2001年の9月、私はこれまで見た事もない光景を、テレビ画面の中に見ました。

それは、世界貿易センターへ突っ込む飛行機。昔の映像ではなく、今、進行形で起こっている映像でした。

この「高校生ぐまの留学日記」の原型は、1998年に、実家のある地元市を中心に無料で配布されていた、フリーペーパーの中に掲載されていたものです。

留学中に書いていた日記を元に、軽い気持ちでイラストを添えてフリーペーパーの編集部へ送ると採用され、約1年間にわたり連載させて頂きました。

飛行機がビルに突っ込む恐ろしい映像を見た後、私はいてもたってもいられなくなり、そしてこの時まとめた簡単な留学日記に、新たな絵と文章を添えて編集し、冊子としてまとめました。

それをまた再編集したものが、今回このnoteで綴ってきた、「(新)高校生ぐまの留学日記」です。

連載した時が、30歳。
冊子にまとめた時が、33歳。
このnoteに再編集したのが、54歳。

綴り始めた時から計算すると、実に24年越し。18歳で体験した1年間を、ここまで引っ張れるとは、コスパ良すぎ♡

自分でまとめた冊子を、開くことはもうないだろうと思っていたのを、今一度紐解いて、今の気持ちも添えたくなったのは、それは、今年2月に始まった、ロシアとウクライナの戦争の様子を、2001年にテレビで見た、ニューヨーク同時多発テロよりも強烈に、テレビやタブレット、そしてスマホで見る羽目になったから。

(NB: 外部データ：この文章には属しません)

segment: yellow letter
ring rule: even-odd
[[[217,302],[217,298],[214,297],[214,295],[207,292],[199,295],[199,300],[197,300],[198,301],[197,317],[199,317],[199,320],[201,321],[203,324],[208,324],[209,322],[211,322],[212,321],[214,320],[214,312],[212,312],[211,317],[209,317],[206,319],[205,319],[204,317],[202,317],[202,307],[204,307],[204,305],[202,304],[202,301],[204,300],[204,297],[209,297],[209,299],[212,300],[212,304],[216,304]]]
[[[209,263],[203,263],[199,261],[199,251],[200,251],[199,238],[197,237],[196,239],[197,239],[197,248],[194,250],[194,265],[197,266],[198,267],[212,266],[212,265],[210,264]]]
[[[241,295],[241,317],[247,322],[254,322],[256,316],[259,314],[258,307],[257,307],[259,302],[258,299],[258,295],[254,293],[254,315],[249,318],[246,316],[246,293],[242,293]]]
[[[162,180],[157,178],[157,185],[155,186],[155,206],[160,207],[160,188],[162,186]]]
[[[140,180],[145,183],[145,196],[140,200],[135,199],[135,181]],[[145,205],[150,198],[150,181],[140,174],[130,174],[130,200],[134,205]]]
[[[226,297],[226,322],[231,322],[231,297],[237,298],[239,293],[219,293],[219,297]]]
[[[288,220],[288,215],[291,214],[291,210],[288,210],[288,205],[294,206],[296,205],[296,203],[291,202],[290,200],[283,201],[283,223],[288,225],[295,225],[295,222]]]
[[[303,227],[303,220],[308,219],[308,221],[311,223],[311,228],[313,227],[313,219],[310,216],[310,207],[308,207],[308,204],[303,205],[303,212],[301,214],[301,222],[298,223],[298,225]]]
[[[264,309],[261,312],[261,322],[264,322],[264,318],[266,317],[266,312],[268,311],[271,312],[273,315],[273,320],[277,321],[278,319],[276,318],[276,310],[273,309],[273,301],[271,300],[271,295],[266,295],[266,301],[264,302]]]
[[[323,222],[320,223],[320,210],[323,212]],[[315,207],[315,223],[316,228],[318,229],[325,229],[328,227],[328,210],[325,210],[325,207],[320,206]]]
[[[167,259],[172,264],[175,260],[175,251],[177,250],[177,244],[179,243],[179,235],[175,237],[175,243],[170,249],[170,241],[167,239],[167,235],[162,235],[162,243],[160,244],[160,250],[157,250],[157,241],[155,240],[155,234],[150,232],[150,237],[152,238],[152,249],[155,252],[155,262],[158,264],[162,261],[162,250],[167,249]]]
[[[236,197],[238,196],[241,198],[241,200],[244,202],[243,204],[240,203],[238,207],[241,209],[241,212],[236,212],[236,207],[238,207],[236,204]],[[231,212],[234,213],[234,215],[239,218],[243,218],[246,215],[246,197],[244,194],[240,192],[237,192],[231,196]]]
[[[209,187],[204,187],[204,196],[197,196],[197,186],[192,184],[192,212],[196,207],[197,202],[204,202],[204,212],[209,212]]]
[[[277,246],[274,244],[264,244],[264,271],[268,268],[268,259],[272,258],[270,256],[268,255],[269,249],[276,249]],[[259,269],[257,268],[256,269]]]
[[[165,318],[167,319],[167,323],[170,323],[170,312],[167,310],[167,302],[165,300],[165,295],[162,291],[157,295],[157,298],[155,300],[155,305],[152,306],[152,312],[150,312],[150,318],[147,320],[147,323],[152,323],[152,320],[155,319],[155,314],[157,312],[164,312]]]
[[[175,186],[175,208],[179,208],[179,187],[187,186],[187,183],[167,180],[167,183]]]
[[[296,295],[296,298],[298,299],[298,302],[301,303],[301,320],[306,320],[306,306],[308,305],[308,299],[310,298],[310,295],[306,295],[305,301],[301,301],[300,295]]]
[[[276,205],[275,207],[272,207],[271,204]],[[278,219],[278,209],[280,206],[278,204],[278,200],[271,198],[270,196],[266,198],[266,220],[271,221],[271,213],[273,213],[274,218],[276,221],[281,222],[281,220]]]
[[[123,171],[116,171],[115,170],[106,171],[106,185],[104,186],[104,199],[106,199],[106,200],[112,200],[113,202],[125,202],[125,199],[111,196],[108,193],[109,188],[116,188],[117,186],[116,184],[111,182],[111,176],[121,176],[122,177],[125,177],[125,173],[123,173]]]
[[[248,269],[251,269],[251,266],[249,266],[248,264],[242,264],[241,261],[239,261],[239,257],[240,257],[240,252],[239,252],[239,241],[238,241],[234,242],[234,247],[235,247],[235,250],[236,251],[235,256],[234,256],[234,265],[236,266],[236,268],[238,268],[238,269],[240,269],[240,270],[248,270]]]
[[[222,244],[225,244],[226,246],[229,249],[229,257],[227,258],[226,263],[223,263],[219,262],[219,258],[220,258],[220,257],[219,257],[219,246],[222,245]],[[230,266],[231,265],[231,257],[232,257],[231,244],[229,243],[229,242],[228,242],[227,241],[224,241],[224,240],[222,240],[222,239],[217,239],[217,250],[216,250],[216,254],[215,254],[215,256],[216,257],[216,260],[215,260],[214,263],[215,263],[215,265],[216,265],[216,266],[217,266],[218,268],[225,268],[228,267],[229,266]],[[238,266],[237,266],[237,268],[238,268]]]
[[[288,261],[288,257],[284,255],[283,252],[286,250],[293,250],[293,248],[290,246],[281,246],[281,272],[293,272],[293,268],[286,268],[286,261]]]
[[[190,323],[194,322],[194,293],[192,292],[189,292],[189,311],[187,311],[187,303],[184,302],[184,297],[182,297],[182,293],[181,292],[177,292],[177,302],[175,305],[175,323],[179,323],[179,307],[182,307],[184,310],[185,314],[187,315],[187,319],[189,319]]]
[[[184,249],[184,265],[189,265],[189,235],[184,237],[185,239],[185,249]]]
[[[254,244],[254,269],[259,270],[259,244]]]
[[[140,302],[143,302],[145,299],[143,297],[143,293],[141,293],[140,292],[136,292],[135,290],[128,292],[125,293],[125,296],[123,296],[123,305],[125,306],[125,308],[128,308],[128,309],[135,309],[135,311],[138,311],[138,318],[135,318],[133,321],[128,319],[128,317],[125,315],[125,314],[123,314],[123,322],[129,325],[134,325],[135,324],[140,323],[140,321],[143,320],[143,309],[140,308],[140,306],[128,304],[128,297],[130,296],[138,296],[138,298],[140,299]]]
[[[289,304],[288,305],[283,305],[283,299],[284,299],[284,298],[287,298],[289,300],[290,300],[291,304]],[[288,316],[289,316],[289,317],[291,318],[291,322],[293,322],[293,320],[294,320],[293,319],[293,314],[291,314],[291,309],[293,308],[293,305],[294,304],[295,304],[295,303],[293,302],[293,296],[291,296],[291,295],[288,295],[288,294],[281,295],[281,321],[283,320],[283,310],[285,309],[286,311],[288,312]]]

「裸足のゲン」の映画を観て、眠れなくなった小学2年生だった私にとって、ゴルビー(ゴルバチョフ元書記長)のペレストロイカは、希望の光でした。

アメリカのハイスクールに通っていた頃は、まだドイツは東西に分かれていたので、ドイツ人と言えば、西ドイツを指していたし、ドイツ人留学生の出身国は、「西ドイツ」でした。

それが、大学生になる頃、ベルリンの壁が崩壊し、ソ連邦も解体し、もう少しで天安門事件は成功し、あぁ、世界はこれからどんどん平和へ向かっていくのだ!2年生の時に眠れなくなった私に言ってあげたい、「未来は明るいよ」と。そんな風に思っていました。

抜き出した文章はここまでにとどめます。